Todo lo anterior no menoscaba un ápice el hecho de que, de algún modo, todos seamos filósofos (la diferencia está, dice Gustavo Bueno, en que algunos son peores que otros). Esto último sí que se hace evidente al escudriñar las redes, al opinar de política, por ejemplo, no queda otro remedio que echar mano de ideas que son estrictamente filosóficas (democracia, pueblo, soberanía, poder, corrupción, etcétera), pero, expuestas tan desprolijamente en las redes (como en tantos otros medios), se convierten en intrincadas madejas metafísicas. La cuestión de fondo con todo esto es el peligro que implica operar con ideas disueltas de viejas doctrinas (filosofía inmersa) de las que no se tiene la menor sospecha de su origen y evolución histórica. ¿Pero cuál peligro? Cabe recordar que son las gentes las que tienen el poder de elegir gobernantes. Súmese a todo esto, además, la mezcla de categorías desvinculadas entre sí (cómo pensar la “ciencia” jurisprudencial con las categorías de la técnica política o la historia con las de la moral), algunos astutos y demagógicos funcionarios públicos y obtendremos como consecuencia un estado, ahí sí, de desorden como el que tenemos.

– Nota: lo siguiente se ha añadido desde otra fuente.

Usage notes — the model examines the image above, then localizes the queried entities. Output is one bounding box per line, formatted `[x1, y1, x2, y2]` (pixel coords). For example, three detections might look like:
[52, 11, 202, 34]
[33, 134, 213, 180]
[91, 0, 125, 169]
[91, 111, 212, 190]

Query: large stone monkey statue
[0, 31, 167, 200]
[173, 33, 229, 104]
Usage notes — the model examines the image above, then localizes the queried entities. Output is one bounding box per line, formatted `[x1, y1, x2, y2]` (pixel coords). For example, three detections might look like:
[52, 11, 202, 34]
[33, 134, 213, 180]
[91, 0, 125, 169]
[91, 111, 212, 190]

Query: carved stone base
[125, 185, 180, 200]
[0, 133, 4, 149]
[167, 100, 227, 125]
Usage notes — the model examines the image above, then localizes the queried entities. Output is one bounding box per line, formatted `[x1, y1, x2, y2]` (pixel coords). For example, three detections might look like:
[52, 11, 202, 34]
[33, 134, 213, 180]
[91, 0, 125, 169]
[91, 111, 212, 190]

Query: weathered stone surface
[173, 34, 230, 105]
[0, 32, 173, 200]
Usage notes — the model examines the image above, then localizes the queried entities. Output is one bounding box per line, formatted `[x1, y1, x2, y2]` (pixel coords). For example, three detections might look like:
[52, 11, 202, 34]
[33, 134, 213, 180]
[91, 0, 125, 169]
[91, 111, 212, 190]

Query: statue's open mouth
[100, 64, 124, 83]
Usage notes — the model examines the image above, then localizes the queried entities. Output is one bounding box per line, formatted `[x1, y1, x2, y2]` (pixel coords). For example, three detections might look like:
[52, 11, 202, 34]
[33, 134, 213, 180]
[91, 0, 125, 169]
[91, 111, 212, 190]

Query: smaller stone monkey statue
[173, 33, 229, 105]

Ahora bien, no es posible derrotar tan fácilmente al régimen de las libertades absolutas (libertad de opinión, para opinar majaderías... lo mejor y más prudente sería callar; libertad de pensamiento, el verdadero pensamiento no puede ser libre), sería erróneo a estas alturas pedir peras al olmo pretendiendo que todos aquellos opinólogos vayan a estudiar con seriedad los clásicos del pensamiento universal y no para que se vuelvan eruditos, sino para que no repliquen las sandeces de otros (como decía Cicerón: no hay estupidez que no haya dicho un filósofo); la cosa va más bien por otras rumbos, se trata de hacer una apología, estoica si se quiere, del silencio (que por otra parte pueda que también tenga cierto rastro de optimismo).
No hay por qué sentir frustración, vergüenza, rabia o impotencia (perdón el psicologismo barato) si no se cuenta con las categorías necesarias y suficientes requeridas para tramitar un análisis riguroso y sistemático de los fenómenos (sea el que sea). En muchas ocasiones al comentar, opinar o proferir a la ligera un juicio sobre un asunto que quizá precisaba un poco de meditación pausada cometemos la gran torpeza de quedar como unos completos imbéciles, esto, a mi parecer, es ya una razón de peso para reprimir los labios (nadie quisiera tener fama de imbécil). Pero hay otra razón que me parece más importante, a saber, cada vez que se hablamos por hablar corremos el riesgo de arrastrar a otros y hundirlos más en la confusión (sobre todo en el presente). Por último, dejaré dos citas que vienen muy bien para rematar este artículo, una es de Mao Tse Tung y otra de la biblia:
- "Quién no ha investigado no tiene derecho a hablar".
- "Aun el necio, cuando calla, es tenido por sabio, cuando cierra los labios, por prudente."